1.3. Approche processus

L’approche processus encore appelée management par les processus est le meilleur outil pour organiser, piloter, développer et évaluer la démarche qualité au quotidien du fait de l’organisation particulièrement complexe de la santé. Elle se base sur une vision transversale construite collectivement et constitue donc un outil de décloisonnement. Par ailleurs, elle a l’avantage d’identifier et de permettre de maîtriser les interfaces entre les différentes activités et cela est particulièrement important dans une discipline comme la radiothérapie. La radiothérapie est un enchaînement de plusieurs étapes, parfois complexes, qui impliquent différents professionnels. La maîtrise de ces étapes et de leurs interactions permet d’assurer la qualité et la sécurité des soins, nécessite avant tout une bonne coordination et implique la prise en compte des contraintes des différents secteurs concernés [2] and [7]. Cette approche est compatible avec d’autres démarches (certification HAS/Iso, HACCP [Hazard Analysis Critical Control Point], chemin clinique, etc.) et en particulier elle permet d’intégrer toute la problématique de la gestion des risques [8].

Un processus est un ensemble de tâches corrélées ou interactives qui permettent de produire un résultat donné (service, données, etc.) à partir de ressources consommées (personnel, matériel, données, etc.). Chacun d’entre eux est alors décrit, permettant ainsi d’identifier puis de présenter les différentes tâches, les ressources humaines et matérielles associées, la documentation qui y correspond, les indicateurs de suivi de leur performance.

Trois types de processus sont distingués:

  • Les processus opérationnels ou processus de réalisation qui décrivent le cœur de l’activité, auxquels on peut rattacher la documentation utilisée au quotidien, les actions d’amélioration, la définition des risques a priori
  • Les processus supports fournissent les moyens nécessaires au bon fonctionnement des processus opérationnels. Ils décrivent les ressources nécessaires à la réalisation des processus opérationnels (ressources humaines, accélérateurs, système de planification des traitements (TPS), dossier informatisé, maintenance, etc.)
  • Les processus de pilotage qui sont mis en œuvre et suivis par le comité qualité décrit dans le chapitre précédent. Le pilotage comprend également des actions de contrôle et de correction « au fil de l’eau » des non-conformités, mais aussi des actions d’analyse et d’amélioration programmée qui peuvent sont déclinées au sein des cellules de retour d’expérience

Dans le cadre de la démarche d’amélioration continue, il convient de représenter ces processus et leurs interactions sur une cartographie, ce qui permet d’avoir une vue synthétique sur le déroulement de l’activité et de son management.

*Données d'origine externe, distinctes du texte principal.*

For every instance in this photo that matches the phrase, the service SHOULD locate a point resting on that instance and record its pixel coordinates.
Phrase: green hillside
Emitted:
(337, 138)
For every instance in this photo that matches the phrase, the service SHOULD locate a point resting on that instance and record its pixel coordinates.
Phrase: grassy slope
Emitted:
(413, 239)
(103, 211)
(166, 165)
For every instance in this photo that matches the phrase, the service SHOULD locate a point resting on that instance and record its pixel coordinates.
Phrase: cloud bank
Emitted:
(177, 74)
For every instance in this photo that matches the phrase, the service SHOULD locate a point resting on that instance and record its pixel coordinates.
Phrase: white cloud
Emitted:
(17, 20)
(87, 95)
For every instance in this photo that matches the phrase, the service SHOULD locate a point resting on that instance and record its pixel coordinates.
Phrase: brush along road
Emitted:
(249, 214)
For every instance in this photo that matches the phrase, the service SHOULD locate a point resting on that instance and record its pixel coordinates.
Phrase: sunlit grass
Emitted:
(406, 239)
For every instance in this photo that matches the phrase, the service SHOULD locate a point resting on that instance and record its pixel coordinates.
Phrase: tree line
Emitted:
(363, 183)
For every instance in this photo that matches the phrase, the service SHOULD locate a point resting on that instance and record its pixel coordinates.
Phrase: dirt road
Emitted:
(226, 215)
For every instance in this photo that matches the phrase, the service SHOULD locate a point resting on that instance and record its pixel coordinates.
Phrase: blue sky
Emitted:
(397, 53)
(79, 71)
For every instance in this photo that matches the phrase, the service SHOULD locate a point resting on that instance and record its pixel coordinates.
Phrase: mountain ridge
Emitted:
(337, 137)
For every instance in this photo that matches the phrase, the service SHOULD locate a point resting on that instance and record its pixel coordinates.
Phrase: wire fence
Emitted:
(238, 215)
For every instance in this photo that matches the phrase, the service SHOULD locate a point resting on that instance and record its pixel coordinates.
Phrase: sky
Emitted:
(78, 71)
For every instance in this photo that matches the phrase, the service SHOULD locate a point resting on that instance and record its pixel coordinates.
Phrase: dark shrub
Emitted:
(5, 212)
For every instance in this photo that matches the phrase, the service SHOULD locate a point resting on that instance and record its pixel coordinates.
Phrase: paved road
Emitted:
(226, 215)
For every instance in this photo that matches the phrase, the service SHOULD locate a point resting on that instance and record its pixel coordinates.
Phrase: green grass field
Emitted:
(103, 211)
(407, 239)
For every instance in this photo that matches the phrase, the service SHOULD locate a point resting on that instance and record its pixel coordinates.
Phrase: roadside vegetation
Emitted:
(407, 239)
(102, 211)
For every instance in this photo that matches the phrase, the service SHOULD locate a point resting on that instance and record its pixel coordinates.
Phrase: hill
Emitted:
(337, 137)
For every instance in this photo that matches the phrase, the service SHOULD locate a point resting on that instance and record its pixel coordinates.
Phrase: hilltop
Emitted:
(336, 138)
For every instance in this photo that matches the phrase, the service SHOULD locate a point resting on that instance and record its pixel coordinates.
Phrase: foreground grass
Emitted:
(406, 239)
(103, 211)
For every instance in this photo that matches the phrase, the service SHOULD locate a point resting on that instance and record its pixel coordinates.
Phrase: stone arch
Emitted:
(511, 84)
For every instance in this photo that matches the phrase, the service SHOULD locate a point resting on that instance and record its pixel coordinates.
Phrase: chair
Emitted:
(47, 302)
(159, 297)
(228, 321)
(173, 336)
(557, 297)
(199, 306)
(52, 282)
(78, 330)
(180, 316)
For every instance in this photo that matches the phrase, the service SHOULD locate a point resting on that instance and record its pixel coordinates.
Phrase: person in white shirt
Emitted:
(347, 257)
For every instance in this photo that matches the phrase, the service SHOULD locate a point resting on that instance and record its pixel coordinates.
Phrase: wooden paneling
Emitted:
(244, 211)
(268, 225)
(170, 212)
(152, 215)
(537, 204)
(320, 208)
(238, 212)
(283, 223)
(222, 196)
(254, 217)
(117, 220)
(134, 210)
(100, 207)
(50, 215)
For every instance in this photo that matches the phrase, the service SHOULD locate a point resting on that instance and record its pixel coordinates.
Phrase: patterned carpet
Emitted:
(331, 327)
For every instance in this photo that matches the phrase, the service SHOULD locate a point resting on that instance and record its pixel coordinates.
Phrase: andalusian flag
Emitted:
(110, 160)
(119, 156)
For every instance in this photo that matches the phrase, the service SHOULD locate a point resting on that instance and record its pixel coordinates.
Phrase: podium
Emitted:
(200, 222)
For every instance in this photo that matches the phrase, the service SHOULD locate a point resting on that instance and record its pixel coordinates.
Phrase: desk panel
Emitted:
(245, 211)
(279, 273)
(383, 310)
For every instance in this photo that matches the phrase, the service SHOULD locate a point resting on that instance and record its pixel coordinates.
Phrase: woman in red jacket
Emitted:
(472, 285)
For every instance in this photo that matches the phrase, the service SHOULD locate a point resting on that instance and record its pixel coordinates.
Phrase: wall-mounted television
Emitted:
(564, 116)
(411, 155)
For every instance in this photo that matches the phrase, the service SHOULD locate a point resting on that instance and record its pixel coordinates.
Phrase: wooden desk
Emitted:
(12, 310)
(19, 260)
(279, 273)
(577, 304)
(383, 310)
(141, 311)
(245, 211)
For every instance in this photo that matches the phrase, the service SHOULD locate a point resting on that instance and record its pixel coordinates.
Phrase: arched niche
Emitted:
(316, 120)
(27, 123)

Des revues de processus sont planifiées à périodicité définie avec les responsables de ces derniers. Elles permettent d’évaluer les processus en place en termes d’organisation, de fonctionnement et de résultats, et de fait de les améliorer par l’identification puis la définition de nouveaux axes de progrès.

Les résultats de ces revues alimentent la revue de direction. Elle est le point clé de la boucle de l’amélioration continue et fait partie intégrante du système de management par la qualité.

C’est lors de ce moment privilégié que la direction et le comité de pilotage analysent les données résultant des activités de surveillance et de mesure (résultats des audits, des enquêtes satisfaction, des indicateurs, l’état des plans d’actions, etc.) et démontrent la pertinence et l’efficacité du système de management par la qualité.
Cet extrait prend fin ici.